Índice de libertad económica
Hay quien ha celebrado que España haya mejorado su posición en el índice de libertad económica. Ha pasado de la posición 49 del año 2015 –venía de la 36 del 2012– a la 43 este 2016. Este es un indicador que elaboran The Heritage Foundation y The Wall Street Journal desde 1995 con el fin de mejorar –o cuando menos intentarlo– la comparación de las bondades económicas –o la falta de ellas– de los países. La idea del índice –eso dicen sus creadores– es catalogar qué economías son libres y cuáles no, y las bondades que comporta serlo.
Entre otras, destacando las no económicas: la longevidad, la mejora del estado de salud, la seguridad alimentaria, el fomento de la protección del medio ambiente y una mayor democratización de la sociedad.
A mí independientemente de todo eso, del indicador –que puedo discutir si lo haría así o de otra manera– y de la necesidad, urgente e imperiosa, de distinguir entre causa y consecuencia, me llama la atención la etiqueta con la que lo han bautizado. El concepto de libertad económica es muy importante desde el punto de vista sociológico. De hecho, el concepto de libertad en general, pero la económica es especialmente relevante por el tipo de organización social que tenemos. Y la única realidad es que la dependencia económica, y no la libertad, o en todo caso, la falta de libertad, es lo que marca, negativamente –lo señalo ante la ola de positivismo vital e institucional que nos invade– la vida de la mayoría de la población del mundo.
De España y del resto; tengamos –según el lugar en el que se viva– una posición u otra en el índice. Todo eso sin negar que querría, en toda caso, vivir en el mejor lugar posible; pero, especialmente, tener, individualmente, la mejor posición posible. No olvidemos que se puede ser pobre en el país más rico.

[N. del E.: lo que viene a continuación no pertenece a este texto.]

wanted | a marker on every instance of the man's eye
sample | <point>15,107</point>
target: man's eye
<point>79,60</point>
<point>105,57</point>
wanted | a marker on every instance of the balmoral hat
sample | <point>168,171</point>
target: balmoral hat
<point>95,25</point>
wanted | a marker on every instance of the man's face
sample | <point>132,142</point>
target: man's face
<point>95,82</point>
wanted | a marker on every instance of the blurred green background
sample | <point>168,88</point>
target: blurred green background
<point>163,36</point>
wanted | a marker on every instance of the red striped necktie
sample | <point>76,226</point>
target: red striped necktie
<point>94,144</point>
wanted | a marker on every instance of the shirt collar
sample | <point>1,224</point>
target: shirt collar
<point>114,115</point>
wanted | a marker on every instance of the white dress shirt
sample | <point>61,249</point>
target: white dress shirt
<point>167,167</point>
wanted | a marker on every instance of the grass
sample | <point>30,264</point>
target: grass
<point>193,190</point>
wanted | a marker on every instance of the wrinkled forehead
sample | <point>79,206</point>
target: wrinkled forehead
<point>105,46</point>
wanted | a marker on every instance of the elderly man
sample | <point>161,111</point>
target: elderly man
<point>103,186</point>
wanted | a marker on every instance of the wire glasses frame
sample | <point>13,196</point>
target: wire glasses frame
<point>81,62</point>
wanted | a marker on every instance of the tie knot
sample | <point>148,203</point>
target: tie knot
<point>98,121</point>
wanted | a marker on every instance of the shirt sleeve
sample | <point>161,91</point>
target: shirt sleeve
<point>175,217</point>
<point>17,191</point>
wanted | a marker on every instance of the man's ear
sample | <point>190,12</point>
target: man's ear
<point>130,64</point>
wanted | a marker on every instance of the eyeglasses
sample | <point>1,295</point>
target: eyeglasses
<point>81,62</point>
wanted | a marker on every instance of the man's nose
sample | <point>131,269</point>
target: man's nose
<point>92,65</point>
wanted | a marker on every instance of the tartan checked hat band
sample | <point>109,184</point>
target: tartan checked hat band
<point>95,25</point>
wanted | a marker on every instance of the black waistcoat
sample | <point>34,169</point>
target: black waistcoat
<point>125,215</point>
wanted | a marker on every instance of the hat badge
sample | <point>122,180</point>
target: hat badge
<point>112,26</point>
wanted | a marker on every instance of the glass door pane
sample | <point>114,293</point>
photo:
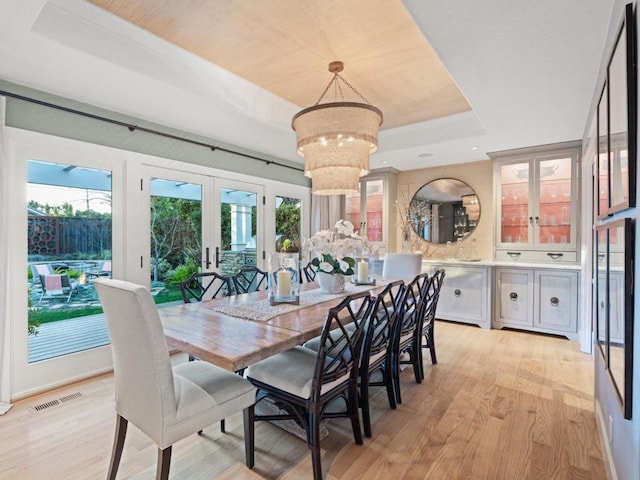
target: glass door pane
<point>236,237</point>
<point>176,236</point>
<point>352,211</point>
<point>514,203</point>
<point>554,187</point>
<point>288,224</point>
<point>69,222</point>
<point>374,208</point>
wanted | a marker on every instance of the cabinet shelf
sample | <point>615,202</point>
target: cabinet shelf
<point>536,206</point>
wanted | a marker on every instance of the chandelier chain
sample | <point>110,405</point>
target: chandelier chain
<point>334,80</point>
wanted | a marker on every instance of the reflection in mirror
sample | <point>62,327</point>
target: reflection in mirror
<point>616,317</point>
<point>601,264</point>
<point>445,210</point>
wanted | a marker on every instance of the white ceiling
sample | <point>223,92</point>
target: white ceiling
<point>528,69</point>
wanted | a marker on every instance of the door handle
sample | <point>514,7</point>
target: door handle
<point>207,262</point>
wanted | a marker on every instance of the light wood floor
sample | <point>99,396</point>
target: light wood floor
<point>499,405</point>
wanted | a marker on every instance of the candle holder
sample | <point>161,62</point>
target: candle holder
<point>363,270</point>
<point>284,279</point>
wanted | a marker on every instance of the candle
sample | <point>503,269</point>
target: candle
<point>284,284</point>
<point>363,271</point>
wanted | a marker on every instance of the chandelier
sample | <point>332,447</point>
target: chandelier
<point>336,139</point>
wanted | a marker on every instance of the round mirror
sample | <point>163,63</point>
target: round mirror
<point>445,210</point>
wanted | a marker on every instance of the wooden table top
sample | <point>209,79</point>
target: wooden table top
<point>235,343</point>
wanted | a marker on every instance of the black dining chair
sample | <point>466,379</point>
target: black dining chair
<point>206,286</point>
<point>250,279</point>
<point>303,382</point>
<point>377,349</point>
<point>429,317</point>
<point>408,332</point>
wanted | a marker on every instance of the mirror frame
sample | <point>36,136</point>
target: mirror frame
<point>473,204</point>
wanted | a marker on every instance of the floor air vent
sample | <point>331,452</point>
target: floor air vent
<point>53,403</point>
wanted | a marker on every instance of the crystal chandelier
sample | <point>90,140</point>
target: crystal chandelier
<point>336,139</point>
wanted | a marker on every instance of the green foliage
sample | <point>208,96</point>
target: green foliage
<point>181,273</point>
<point>48,316</point>
<point>176,232</point>
<point>225,224</point>
<point>288,221</point>
<point>169,294</point>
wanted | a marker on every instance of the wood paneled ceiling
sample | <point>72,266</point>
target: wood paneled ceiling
<point>285,46</point>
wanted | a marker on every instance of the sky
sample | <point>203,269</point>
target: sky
<point>77,197</point>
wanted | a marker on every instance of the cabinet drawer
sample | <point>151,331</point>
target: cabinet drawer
<point>556,304</point>
<point>514,297</point>
<point>464,295</point>
<point>528,256</point>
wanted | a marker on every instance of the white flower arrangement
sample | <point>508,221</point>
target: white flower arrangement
<point>333,249</point>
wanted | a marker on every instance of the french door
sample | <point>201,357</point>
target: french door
<point>68,232</point>
<point>198,223</point>
<point>238,221</point>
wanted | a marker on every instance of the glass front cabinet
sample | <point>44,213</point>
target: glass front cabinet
<point>536,206</point>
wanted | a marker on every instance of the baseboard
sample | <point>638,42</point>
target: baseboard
<point>59,384</point>
<point>605,445</point>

Y no sólo es una cuestión de hipotecas o de paro. La base del problema radica en que nadie que dependa del mercado, con el fin de asegurar su subsistencia, tiene –o puede tener– asegurada su libertad económica. Sí, la pobreza o la falta de bienestar, de grandes colectivos poblacionales lo hacen más evidente; pero, aunque no lo parezca, es lo mismo –menos trágico y más sostenible, sin duda– en aquellos países en que el paro es inexistente, o muy bajo y hay, incluso, la mejor de las coberturas del Estado de bienestar.